In [1]:
import os
import mmcv
import torch
from mmcv import Config
from mmseg.datasets import build_dataloader, build_dataset
from mmseg.models import build_segmentor
from mmseg.apis import single_gpu_test
from mmcv.runner import load_checkpoint
from mmcv.parallel import MMDataParallel

import pandas as pd
import numpy as np
import json

In [2]:
# epoch 지정해주기
epoch = 'best_mIoU_epoch_33'
# work dir 설정해주기
work_dir = '/opt/ml/mmsegmentation/work_dirs/twins_svt-l_uperhead_8x2_512x512_160k_ade20k'

# config file 들고오기
# config file은 수정해서 사용
cfg = Config.fromfile('/opt/ml/mmsegmentation/work_dirs/twins_svt-l_uperhead_8x2_512x512_160k_ade20k/twins_svt-l_uperhead_8x2_512x512_160k_ade20k.py')
root='/opt/ml/input/mmseg/images/test'

# dataset config 수정
cfg.data.test.img_dir = root
# cfg.data.test.pipeline[1]['img_scale'] = (512,512)
cfg.data.test.test_mode = True

cfg.data.samples_per_gpu = 1
cfg.work_dir = work_dir

cfg.optimizer_config.grad_clip = dict(max_norm=35, norm_type=2)
cfg.model.train_cfg = None

In [3]:
dataset = build_dataset(cfg.data.test)
data_loader = build_dataloader(
        dataset,
        samples_per_gpu=1,
        workers_per_gpu=cfg.data.workers_per_gpu,
        dist=False,
        shuffle=False)

2022-05-11 01:05:03,490 - mmseg - INFO - Loaded 624 images


In [4]:
# checkpoint path
checkpoint_path = os.path.join(cfg.work_dir, f'{epoch}.pth')

model = build_segmentor(cfg.model, test_cfg=cfg.get('test_cfg'))
checkpoint = load_checkpoint(model, checkpoint_path, map_location='cpu')
model.CLASSES = dataset.CLASSES
model = MMDataParallel(model.cuda(), device_ids=[0])



load checkpoint from local path: /opt/ml/mmsegmentation/work_dirs/twins_svt-l_uperhead_8x2_512x512_160k_ade20k/best_mIoU_epoch_33.pth


In [5]:
output = single_gpu_test(model, data_loader)

[>>>>>>>>>>>>>>>>>>>>>>>>>>>>>>] 624/624, 8.4 task/s, elapsed: 74s, ETA:     0s

In [6]:
# submission 양식에 맞게 output 후처리
input_size = 512
output_size = 256

submission = pd.read_csv("/opt/ml/input/code/submission/sample_submission.csv", index_col=None)
json_dir = os.path.join("/opt/ml/input/data/test.json")
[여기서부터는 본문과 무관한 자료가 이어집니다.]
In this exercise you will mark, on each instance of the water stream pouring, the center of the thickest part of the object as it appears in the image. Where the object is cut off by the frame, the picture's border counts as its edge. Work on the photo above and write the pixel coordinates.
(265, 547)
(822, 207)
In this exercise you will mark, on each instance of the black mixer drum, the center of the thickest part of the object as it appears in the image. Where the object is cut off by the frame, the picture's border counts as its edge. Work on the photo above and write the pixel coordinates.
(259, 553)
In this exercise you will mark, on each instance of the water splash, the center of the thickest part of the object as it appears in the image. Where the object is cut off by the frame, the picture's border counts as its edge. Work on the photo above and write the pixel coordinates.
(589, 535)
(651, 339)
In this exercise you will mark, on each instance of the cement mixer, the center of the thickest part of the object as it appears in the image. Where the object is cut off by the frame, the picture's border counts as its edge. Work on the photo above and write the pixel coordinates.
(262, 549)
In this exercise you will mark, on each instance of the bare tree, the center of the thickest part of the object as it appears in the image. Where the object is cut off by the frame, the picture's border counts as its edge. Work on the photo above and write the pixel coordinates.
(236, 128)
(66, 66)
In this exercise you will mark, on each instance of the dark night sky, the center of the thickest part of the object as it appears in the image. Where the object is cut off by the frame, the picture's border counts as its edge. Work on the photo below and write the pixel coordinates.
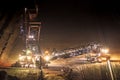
(69, 23)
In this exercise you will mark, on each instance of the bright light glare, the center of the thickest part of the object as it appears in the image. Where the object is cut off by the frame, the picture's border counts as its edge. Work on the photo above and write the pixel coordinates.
(29, 57)
(105, 50)
(28, 51)
(31, 36)
(47, 58)
(21, 57)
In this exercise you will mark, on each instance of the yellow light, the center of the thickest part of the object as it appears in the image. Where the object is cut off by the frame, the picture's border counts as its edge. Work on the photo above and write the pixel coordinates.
(105, 50)
(46, 52)
(29, 57)
(28, 51)
(21, 57)
(47, 58)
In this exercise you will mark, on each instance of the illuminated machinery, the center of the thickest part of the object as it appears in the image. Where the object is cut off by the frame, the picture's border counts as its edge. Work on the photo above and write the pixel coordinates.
(31, 55)
(98, 53)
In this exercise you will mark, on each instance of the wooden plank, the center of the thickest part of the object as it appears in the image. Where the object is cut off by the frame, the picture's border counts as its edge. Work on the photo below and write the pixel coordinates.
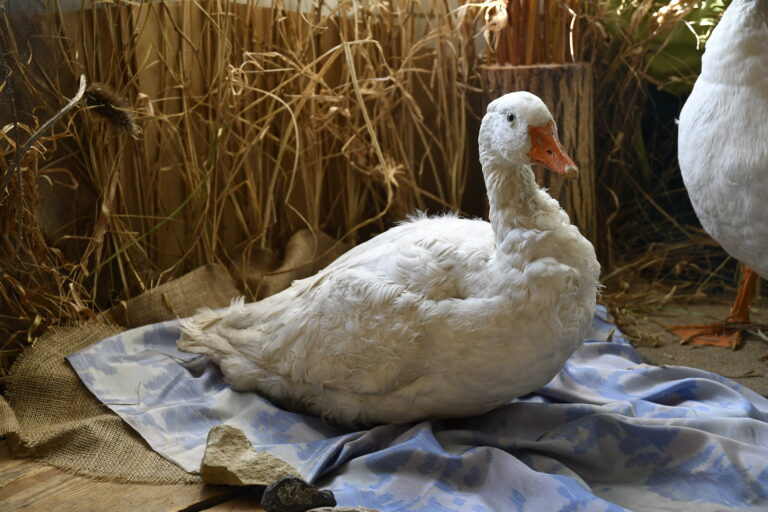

with open(json_dir, "r", encoding="utf8") as outfile:
    datas = json.load(outfile)

# PredictionString 대입
for image_id, predict in enumerate(output):

    image_id = datas["images"][image_id]
    file_name = image_id["file_name"]

    temp_mask = []
    predict = predict.reshape(1, 512, 512)
    mask = predict.reshape((1, output_size, input_size//output_size, output_size, input_size//output_size)).max(4).max(2) # resize to 256*256
    temp_mask.append(mask)
    oms = np.array(temp_mask)
    oms = oms.reshape([oms.shape[0], output_size*output_size]).astype(int)
    string = oms.flatten()
    submission = pd.concat([submission, pd.DataFrame([{"image_id" : file_name, "PredictionString" : ' '.join(str(e) for e in string.tolist())}])]
                                   , ignore_index=True)


submission.to_csv(os.path.join(cfg.work_dir, f'submission_{epoch}.csv'), index=False)

In [8]:
submission.head()

Unnamed: 0,image_id,PredictionString
0,batch_01_vt/0021.jpg,0 0 0 0 0 0 0 0 0 0 0 0 0 0 0 0 0 0 0 0 0 0 0 ...
1,batch_01_vt/0028.jpg,0 0 0 0 0 0 0 0 0 0 0 0 0 0 0 0 0 0 0 0 0 0 0 ...
2,batch_01_vt/0031.jpg,0 0 0 0 0 0 0 0 0 0 0 0 0 0 0 0 0 0 0 0 0 0 0 ...
3,batch_01_vt/0032.jpg,0 0 0 0 0 0 0 0 0 0 0 0 0 0 0 0 0 0 0 0 0 0 0 ...
4,batch_01_vt/0076.jpg,0 0 0 0 0 0 0 0 0 0 0 0 0 0 0 0 0 0 0 0 0 0 0 ...


In [19]:
# submission 양식에 맞게 output 후처리
input_size = 512
output_size = 256

submission = pd.read_csv("/opt/ml/mmsegmentation/_MyModel/submission/sample_submission.csv", index_col=None)
json_dir = os.path.join("/opt/ml/input/data/test.json")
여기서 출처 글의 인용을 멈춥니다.